The New York Times profiles Robert George

The New York Times published a weighty profile this week of our very own Robbie George. A professor of politics and jurisprudence, he’s probably known to most of you in his Constitutional Interpretation class (POL 315) as the guy who makes you attend double precept and tote around one of the longest textbooks known to the University. Yet George has quite a reputation on the political stage as well: According to the Times, Supreme Court Justice Antonin Scalia said George was one of “the most-talked-about thinkers in conservative legal circles.”

Regardless of what you think about the whole NOM/Manhattan Declaration/Anscombe platform of George’s politics --- or perhaps for that very reason --- the article is worth a read, if only to take a closer look at the man and his views without the campus politics.

3 comments:

Anonymous said...

The thing about arguments built from the conclusion up, like all of Robby George's, is that they never really make sense.

Anonymous said...

omg anonymous you totally blew my mind with that reasoning. you were able to skillfully thrash the entirety of pr. george's career with a sharp, witty comment on the prox.
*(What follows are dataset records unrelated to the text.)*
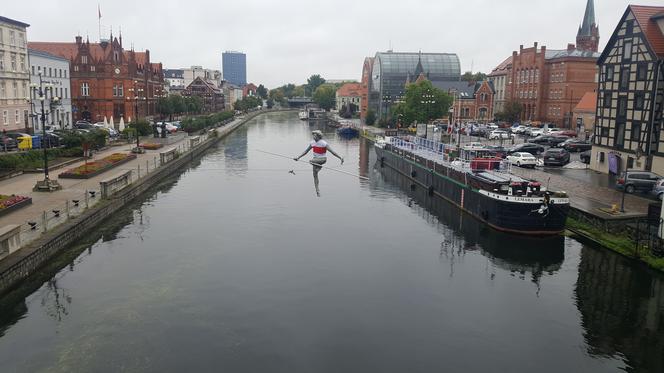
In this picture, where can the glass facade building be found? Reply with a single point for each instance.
(391, 71)
(234, 66)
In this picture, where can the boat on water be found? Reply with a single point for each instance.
(482, 186)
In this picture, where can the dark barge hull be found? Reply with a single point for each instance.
(507, 214)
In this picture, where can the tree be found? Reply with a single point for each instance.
(370, 118)
(511, 112)
(261, 91)
(314, 82)
(165, 106)
(470, 77)
(325, 96)
(423, 103)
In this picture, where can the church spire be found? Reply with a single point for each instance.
(588, 20)
(588, 36)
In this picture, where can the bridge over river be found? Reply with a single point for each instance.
(237, 265)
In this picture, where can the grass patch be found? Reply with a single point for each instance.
(621, 244)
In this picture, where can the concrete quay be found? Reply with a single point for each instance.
(75, 223)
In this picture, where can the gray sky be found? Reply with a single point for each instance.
(288, 40)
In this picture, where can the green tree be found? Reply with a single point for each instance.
(370, 119)
(468, 76)
(423, 103)
(261, 91)
(165, 106)
(314, 82)
(325, 96)
(511, 112)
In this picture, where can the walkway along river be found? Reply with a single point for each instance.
(236, 265)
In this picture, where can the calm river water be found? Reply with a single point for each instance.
(236, 265)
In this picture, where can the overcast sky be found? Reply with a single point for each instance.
(288, 40)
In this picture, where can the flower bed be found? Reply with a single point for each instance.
(151, 146)
(13, 202)
(97, 167)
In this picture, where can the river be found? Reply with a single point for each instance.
(237, 265)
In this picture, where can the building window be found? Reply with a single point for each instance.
(622, 106)
(627, 50)
(641, 71)
(629, 27)
(620, 134)
(607, 100)
(85, 90)
(639, 99)
(624, 78)
(636, 131)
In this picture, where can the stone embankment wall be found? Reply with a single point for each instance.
(21, 264)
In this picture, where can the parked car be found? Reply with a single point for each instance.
(575, 145)
(472, 146)
(632, 181)
(526, 148)
(533, 131)
(83, 125)
(499, 134)
(522, 159)
(658, 189)
(556, 156)
(7, 143)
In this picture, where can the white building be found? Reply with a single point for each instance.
(190, 74)
(54, 71)
(14, 75)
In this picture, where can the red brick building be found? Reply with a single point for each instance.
(211, 96)
(365, 87)
(549, 83)
(107, 80)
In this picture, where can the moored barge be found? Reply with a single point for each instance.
(483, 187)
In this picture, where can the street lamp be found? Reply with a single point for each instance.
(42, 92)
(427, 100)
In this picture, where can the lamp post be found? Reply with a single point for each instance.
(42, 92)
(427, 100)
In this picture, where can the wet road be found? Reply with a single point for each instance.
(236, 265)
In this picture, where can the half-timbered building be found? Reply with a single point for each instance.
(628, 132)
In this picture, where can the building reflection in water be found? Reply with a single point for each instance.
(526, 258)
(622, 310)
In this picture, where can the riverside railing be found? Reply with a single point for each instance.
(80, 201)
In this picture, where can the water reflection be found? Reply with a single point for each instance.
(622, 310)
(524, 257)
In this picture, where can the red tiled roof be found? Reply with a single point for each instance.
(70, 50)
(643, 15)
(350, 89)
(503, 65)
(588, 103)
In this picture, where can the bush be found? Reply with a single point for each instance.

you're a perfect example of the simple-mindedness of and poor rational capabilities exhibited by liberals. /irony.

Anonymous said...

The author of the article must find his own personal ecstasy in mentioning Robby G's natural law. Robby's reasoning itself is subjective beyond credulity. When nature itself is continuously changing, who is to say what is "natural" at all? Let's take a good old hermaphrodite, both sets of functioning sexual organs, who takes the persona and legal status of a male at birth. Hermy the Hermaphrodite, a man by society's call, finds himself in a relationship with a regular man. Why can't they be married? By Robby George's natural law, they are as suitable to be married as a woman who dresses and acts like a man. Hermy the Hermaphrodite is capable of giving birth, so union with a man is (using Robby's words) a natural process in which Hermy is joined with his partner in a union of organs.

But of course this would be illegal in most US states, and I'm sure Robby himself would find problem with this union.

And that is just one example. It is just full of too many logical holes to be taken seriously. Like the commenter above said, this is probably because Robby George took an old idea (natural law) and has tried to twist it to fit his religious conservative hand-me-down ideals.